1974 verkaufte Preussag die Lingner Werke GmbH (Fissan, Odol, Pitralon) an den britischen Pharmakonzern Beecham (ab 1989 SmithKline-Beecham, seit 2000 GSK GlaxoSmithKline), der das Unternehmen mit einer weiteren Tochtergesellschaft, der 1970 gekauften Fischer + Fischer GmbH aus Bühl/Baden (Badedas, Duschdas, Uhu-Kleber), zur Lingner + Fischer GmbH zusammenschloss.

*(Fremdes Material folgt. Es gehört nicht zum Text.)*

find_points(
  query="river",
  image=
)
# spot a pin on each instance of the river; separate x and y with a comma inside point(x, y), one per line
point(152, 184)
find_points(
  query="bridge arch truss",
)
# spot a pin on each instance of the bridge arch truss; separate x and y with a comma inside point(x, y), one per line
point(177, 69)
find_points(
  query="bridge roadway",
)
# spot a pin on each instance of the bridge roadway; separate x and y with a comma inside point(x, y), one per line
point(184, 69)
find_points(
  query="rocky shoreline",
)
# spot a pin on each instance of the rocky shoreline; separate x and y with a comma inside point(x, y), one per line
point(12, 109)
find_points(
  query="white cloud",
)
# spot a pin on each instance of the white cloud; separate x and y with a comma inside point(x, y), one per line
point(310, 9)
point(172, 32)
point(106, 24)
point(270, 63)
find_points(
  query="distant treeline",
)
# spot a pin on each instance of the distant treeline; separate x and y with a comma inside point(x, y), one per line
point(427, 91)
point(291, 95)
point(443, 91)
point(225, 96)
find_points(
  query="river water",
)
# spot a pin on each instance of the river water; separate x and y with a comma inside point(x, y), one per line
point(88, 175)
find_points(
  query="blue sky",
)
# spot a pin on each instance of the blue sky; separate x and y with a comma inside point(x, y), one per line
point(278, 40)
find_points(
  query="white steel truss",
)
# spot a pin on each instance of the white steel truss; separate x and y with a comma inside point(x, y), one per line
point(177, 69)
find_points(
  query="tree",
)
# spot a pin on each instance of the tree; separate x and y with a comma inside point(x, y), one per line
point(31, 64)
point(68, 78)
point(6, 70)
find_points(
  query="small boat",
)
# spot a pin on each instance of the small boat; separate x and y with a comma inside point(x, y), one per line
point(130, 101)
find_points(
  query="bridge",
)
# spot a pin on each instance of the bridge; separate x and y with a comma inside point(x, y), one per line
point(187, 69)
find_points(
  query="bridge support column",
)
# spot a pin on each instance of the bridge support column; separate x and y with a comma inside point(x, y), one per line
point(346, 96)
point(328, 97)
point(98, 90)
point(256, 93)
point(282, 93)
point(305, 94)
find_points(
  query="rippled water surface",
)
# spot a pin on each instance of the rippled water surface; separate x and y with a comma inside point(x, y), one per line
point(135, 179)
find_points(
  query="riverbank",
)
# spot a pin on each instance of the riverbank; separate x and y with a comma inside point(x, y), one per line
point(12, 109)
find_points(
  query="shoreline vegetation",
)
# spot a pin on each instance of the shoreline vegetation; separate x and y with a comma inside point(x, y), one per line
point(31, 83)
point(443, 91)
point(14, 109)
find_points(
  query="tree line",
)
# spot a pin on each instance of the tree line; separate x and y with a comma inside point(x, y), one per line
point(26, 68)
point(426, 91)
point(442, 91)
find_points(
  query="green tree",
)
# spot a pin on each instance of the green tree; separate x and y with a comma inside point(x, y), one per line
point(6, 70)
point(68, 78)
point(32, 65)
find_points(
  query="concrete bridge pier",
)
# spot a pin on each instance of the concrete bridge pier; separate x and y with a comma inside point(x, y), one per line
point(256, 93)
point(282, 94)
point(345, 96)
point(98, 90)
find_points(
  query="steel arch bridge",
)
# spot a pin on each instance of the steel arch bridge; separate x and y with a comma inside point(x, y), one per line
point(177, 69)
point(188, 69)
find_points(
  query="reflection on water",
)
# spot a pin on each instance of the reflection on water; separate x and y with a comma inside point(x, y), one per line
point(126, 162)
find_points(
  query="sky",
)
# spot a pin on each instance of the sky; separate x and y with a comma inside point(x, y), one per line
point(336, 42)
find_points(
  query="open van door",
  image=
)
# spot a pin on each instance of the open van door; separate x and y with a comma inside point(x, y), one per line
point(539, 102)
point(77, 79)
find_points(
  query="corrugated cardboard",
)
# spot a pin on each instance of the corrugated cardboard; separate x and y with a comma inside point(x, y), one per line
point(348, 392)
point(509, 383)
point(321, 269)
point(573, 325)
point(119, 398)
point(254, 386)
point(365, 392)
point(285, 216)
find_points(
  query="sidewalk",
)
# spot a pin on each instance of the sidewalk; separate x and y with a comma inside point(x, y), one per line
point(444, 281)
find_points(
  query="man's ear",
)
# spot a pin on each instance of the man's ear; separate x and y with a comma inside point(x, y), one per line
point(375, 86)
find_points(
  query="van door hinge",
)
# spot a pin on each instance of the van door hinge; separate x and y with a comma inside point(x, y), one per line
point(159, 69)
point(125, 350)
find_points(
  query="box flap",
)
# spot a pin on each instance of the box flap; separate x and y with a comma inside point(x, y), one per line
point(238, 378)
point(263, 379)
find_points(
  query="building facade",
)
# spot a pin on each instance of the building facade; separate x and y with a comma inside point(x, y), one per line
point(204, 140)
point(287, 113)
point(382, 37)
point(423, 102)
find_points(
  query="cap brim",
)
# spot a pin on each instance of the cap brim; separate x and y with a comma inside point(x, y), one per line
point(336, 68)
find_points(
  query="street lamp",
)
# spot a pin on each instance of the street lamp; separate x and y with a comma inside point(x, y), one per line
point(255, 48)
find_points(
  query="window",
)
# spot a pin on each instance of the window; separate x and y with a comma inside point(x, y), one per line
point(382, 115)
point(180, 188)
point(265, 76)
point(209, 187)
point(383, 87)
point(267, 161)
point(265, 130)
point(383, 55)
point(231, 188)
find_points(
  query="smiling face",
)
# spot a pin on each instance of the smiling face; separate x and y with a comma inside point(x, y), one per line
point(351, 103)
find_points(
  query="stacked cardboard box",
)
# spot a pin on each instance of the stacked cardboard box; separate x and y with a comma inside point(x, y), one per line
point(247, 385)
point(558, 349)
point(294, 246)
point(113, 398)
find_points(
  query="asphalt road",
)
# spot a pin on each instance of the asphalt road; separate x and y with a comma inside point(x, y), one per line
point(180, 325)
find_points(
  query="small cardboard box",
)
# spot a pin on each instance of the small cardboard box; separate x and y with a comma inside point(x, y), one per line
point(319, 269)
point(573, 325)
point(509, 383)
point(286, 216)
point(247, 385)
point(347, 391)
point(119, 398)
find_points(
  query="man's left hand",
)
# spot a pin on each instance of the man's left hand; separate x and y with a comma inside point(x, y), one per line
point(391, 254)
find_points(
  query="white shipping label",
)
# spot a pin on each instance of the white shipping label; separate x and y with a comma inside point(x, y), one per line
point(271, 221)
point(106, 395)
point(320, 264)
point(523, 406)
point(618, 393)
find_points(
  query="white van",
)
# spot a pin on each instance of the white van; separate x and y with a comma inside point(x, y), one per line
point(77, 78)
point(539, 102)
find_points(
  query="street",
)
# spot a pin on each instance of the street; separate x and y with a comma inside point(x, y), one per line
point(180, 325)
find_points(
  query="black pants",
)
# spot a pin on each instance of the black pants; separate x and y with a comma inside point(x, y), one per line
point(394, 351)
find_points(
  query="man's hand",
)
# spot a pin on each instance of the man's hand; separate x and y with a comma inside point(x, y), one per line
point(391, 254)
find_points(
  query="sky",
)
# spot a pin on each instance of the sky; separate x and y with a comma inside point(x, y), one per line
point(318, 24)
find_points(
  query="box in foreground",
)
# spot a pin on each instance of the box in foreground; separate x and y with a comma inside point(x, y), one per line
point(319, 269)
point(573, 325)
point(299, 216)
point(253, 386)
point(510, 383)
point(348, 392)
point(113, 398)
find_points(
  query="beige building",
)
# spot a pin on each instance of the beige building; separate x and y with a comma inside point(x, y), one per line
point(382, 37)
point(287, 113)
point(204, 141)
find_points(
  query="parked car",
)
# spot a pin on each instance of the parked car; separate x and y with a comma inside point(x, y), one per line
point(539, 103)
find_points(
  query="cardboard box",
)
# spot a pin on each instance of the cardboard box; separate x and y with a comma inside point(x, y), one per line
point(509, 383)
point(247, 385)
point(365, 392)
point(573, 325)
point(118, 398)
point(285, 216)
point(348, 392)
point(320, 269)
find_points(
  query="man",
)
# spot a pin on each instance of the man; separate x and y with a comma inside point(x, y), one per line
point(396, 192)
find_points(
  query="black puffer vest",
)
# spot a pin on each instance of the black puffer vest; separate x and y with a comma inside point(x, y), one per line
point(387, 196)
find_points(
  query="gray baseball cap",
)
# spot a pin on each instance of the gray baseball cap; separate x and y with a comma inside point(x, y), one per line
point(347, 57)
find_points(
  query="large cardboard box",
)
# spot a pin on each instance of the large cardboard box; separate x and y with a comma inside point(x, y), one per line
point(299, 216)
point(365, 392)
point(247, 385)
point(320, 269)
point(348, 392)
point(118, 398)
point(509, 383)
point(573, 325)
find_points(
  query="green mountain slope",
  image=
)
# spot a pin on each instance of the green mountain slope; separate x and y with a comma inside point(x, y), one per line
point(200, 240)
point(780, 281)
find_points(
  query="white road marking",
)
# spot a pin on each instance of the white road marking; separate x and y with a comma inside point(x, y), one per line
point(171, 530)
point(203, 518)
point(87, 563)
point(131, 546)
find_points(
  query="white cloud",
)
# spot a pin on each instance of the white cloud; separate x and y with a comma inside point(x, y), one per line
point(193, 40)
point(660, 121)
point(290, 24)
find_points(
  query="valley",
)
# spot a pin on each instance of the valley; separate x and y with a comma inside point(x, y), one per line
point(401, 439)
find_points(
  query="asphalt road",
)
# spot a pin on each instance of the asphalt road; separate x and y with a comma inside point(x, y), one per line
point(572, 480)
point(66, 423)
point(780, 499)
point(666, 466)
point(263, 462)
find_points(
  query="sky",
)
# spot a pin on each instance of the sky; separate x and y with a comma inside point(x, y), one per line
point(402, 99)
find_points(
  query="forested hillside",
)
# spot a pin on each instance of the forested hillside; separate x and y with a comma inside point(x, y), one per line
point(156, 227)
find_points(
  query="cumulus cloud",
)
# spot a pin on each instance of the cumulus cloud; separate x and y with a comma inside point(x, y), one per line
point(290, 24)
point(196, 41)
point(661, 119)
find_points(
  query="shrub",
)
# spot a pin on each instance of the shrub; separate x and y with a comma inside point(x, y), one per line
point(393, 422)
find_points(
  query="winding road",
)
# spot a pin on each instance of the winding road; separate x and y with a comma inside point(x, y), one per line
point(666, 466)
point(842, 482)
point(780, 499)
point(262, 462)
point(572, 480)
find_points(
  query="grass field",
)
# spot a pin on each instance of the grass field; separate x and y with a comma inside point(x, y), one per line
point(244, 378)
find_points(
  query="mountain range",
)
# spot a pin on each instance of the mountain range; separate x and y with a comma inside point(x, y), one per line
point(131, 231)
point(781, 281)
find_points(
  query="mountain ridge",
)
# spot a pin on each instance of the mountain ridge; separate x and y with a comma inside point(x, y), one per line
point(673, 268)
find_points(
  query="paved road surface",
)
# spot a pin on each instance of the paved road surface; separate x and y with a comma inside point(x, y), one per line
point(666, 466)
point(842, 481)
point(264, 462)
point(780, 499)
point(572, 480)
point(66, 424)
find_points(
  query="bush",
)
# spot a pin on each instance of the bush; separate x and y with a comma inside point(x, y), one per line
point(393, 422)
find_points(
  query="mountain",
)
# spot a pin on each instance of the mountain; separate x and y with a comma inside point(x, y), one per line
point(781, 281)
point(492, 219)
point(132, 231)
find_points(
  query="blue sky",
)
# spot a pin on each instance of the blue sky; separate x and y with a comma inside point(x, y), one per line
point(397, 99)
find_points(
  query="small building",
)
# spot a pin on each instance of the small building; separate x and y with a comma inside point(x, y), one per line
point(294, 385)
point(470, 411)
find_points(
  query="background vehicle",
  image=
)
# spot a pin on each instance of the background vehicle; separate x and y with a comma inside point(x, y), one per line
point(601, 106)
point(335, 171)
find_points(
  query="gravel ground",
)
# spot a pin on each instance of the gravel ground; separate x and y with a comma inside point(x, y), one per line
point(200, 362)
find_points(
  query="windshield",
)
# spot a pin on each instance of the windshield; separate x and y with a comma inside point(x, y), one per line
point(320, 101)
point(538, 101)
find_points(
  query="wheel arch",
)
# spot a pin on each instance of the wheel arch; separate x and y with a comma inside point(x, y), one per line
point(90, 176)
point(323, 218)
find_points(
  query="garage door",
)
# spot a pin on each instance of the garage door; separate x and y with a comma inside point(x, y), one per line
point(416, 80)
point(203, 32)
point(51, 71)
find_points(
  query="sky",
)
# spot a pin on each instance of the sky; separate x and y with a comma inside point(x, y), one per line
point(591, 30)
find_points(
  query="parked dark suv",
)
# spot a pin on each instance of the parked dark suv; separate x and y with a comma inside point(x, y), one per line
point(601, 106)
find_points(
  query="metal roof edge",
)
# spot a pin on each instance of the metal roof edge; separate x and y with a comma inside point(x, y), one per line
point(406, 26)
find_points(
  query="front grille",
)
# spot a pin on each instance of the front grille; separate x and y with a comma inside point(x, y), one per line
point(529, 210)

1988 und 1989 führte die Lingner + Fischer die Marken Dr. Best/Aquafresh (Zahnbürsten) und Odol Med 3 (Zahncreme) ein, die erste deutsche Zahncreme mit Dreifach-Prophylaxe gegen Karies, Paradontose und Zahnstein. Auf den Namen Dr. Best kam der Amerikaner Charles Greene, damals Creative Director der deutschen Niederlassung der US-Werbeagentur Grey. Sein Bruder hatte gerade die Tochter des Zahnarztes Dr. Earl James Best (1924 – 2002) aus Chicago geheiratet. Den damals 64-jährigen Universitätsprofessor und Leiter einer Zahnklinik machte man dann auch gleich noch zur Werbefigur und ließ ihn die neuartigen Zahnbürsten mit Schwingkopf und rutschfestem Griff regelmäßig im TV anpreisen (Dr. Best Plus Flex). Im Ausland werden die Dr. Best-Zahnbürsten teilweise unter dem Markennamen Aquafresh verkauft.
1990 verkaufte SmithKline-Beecham/Lingner + Fischer das Klebstoffgeschäft und den Markennamen Uhu an das Management, die Marken Badedas, Brylcreem, Duschdas und Pitralon erwarb 1993 der US-Konsumgüterkonzern Sara Lee, der sie 2009 an Unilever weiterreichte.
Eigentümer der Marke Odol ist heute der britische Pharmakonzern GSK GlaxoSmithKline (Abtei, Dr.Best, Cetebe, Contac, Odol, Panadol, Sensodyne, Tagamed, Zovirax). Die Odol-Produktion wurde 1998 von Düsseldorf nach Herrenberg (Baden-Württemberg) verlegt.